Based on this assessment, which was conducted by an independent data safety and monitoring board, the study was discontinued, according to Celldex; however, the immunotherapy will continue to be offered in the phase III trial and compassionate use programs. According to Celldex, the rindopepimut combination showed OS data similar to expectations in the phase III study while patients in the control arm significantly outperformed.
The level of activity expected for rindopepimut in the phase III study had been established in a prior phase II trial named ReACT. This trial demonstrated a significant improvement in OS, which culminated in a breakthrough therapy designation from the FDA for rindopepimut in February 2015.

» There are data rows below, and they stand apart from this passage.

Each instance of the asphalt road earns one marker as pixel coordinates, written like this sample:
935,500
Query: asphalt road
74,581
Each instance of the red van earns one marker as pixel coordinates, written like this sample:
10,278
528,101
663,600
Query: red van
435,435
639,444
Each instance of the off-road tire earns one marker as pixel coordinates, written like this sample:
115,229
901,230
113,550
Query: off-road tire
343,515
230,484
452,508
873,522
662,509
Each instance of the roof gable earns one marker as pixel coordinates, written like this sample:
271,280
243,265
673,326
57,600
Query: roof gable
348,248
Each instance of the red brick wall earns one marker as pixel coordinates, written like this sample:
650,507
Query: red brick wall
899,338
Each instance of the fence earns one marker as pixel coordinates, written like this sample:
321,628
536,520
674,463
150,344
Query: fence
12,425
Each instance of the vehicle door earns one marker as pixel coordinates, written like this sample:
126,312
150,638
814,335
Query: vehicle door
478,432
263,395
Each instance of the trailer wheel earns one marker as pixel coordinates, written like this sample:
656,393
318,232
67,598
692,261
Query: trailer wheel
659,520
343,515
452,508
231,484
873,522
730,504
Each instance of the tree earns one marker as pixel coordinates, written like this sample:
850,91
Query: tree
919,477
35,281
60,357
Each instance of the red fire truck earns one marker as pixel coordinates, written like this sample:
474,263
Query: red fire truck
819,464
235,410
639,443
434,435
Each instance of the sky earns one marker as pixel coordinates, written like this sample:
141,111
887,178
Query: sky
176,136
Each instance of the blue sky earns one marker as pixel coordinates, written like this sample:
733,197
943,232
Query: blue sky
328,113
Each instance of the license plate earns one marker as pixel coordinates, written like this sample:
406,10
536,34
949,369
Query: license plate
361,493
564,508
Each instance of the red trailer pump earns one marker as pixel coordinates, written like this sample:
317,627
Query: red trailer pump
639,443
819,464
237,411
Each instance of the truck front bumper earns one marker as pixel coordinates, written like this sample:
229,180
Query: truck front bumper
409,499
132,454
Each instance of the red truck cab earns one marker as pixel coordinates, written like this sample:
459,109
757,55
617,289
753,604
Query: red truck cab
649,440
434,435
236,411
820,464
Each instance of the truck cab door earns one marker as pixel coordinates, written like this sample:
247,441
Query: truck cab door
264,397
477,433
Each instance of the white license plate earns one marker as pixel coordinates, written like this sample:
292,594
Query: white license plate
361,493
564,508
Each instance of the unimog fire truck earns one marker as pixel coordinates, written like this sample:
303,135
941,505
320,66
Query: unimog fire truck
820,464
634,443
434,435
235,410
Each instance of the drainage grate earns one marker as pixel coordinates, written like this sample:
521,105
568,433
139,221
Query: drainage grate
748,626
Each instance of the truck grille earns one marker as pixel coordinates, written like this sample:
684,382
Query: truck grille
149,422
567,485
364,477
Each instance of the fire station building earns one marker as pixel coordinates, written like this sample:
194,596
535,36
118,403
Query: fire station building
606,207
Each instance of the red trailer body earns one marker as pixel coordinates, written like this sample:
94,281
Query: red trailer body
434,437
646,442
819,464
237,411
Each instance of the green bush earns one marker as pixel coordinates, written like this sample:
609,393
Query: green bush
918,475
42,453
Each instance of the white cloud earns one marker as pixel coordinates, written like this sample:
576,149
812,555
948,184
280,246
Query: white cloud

Frontline Ibrutinib Approved for CLL
The FDA has approved ibrutinib for the frontline treatment of chronic lymphocytic leukemia, based on data from the RESONATE-2 trial. In the phase III study, ibrutinib reduced the risk of progression or death by 84% versus chlorambucil in previously untreated patients with CLL or small lymphocytic lymphoma (HR, 0.16; 95% CI, 0.09-0.28). At a median follow-up of 18.4 months, the median progression-free survival was not yet reached with ibrutinib versus 19 months with chlorambucil (P <.0001).
The median 18-month PFS rates were 94% and 45%, respectively, and the results were consistent across subgroups. The hazard ratio for OS was 0.16 with ibrutinib versus chlorambucil (P = .0010). The 24-month OS rates were 98% versus 85%, respectively. As per independent review, objective response rate was 86% with ibrutinib, with 4.4% of those being complete responses, versus 35.3% with chlorambucil, 1.5% of them complete responses. The FDA previously approved ibrutinib for pretreated CLL, pretreated mantle cell lymphoma, and Waldenström's macroglobulinemia.
Blinatumomab Submitted for Pediatric ALL
A supplemental biologics license application has been submitted to the FDA to expand the approval of blinatumomab to include the treatment of pediatric and adolescent patients with Philadelphia chromosome-negative relapsed or refractory B-cell precursor acute lymphoblastic leukemia. The sBLA is based on data from a single-arm phase I/II trial, known as study 205, in which blinatumomab induced complete remissions in a clinically meaningful number of pediatric patients with relapsed/refractory ALL, according to Amgen, the manufacturer of the anti-CD19 immunotherapy.
Study 205 is a multicenter, dose-finding, efficacy trial that accrued patients aged <18 years with Ph- B-cell precursor ALL that was refractory, had relapsed at least twice, or relapsed after an allogeneic HSCT. All patients in the trial have completed therapy and are being observed for long-term outcomes. The data will be submitted for publication, Amgen reported. The FDA granted blinatumomab an accelerated approval in this setting in December 2014, based on phase II data demonstrating strong clinical activity with the agent in adult patients with ALL.
CHMP Recommends Afatinib for Second-Line NSCLC
Afatinib has received a positive recommendation from the Committee for Medicinal Products for Human Use as a treatment for patients with advanced squamous cell non—small cell lung cancer following progression on platinum-based chemotherapy, according to Boehringer Ingelheim. The CHMP opinion, which recommends that the treatment should gain approval from the European Medicines Agency in this setting, is based on data from the phase III LUX-Lung 8 trial.
In the study, second-line afatinib reduced the risk of both disease progression and death by 19%, compared with erlotinib in patients with advanced squamous cell carcinoma of the lung. At a median follow-up of 18.4 months, OS was 7.9 months versus 6.8 months with afatinib versus erlotinib, respectively (HR, 0.81; 95% CI, 0.69-0.95; P = .0077). PFS was 2.6 months with afatinib compared to 1.9 months with erlotinib (HR, 0.81; 95% CI, 0.69-0.96; P = .0103). The objective response rates were similar between the 2 arms, at 6% and 11%, respectively (P = .0551).